Re-acceleration of Rare Isotope Beams at Heavy-Ion Fragmentation Facilities

20 Sept 2018, 11:00
30m
500/1-001 - Main Auditorium (CERN)

500/1-001 - Main Auditorium

CERN

400
Show room on map
Invited Ion guide, gas catcher, and beam manipulation techniques Session 12 - Ion guide, gas catcher, and beam manipulation techniques

Speaker

Dr Antonio Villari (Facility for Rare Isotope Brams )

Description

Heavy-ion fragmentation facilities provide a wide range of rare isotope beams of most chemical elements, as the in-flight production is fast and chemistry independent. Rare isotopes are delivered at half the speed of light are used for a wide set of nuclear science experiments. In order to leverage the advantages of the production mechanism for experiments that require lower energies and high-quality beams, beam stopping and reacceleration needs to be employed.
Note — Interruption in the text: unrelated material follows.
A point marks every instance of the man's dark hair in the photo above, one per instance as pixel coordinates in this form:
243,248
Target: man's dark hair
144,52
The first re-acceleration system at a heavy-ion fragmentation facility in the world is ReA3 at the National Superconducting Cyclotron Laboratory (NSCL) at Michigan State University. Beams of rare isotopes are produced and separated in-flight in NSCL’s Coupled Cyclotron Facility (CCF) at energies of typically 100 MeV/U and subsequently stopped in a gas cell. The rare isotopes are then continuously extracted as 1+ ions and transported into a beam cooler and buncher, followed by a charge breeder based on an Electron Beam Ion Trap (EBIT). In the charge breeder, the ions are ionized to a charge state suitable for acceleration in a superconducting radiofrequency (SRF) linac and then extracted in a pulsed mode and mass analyzed. The extracted beam is bunched to 80.5 MHz and then accelerated to energies ranging from 300 keV/u up to 6 MeV/u, depending on their charge-to-mass ratio. This contribution will present the state of art of this technique, advantages and disadvantages, results obtained so far and discuss developments.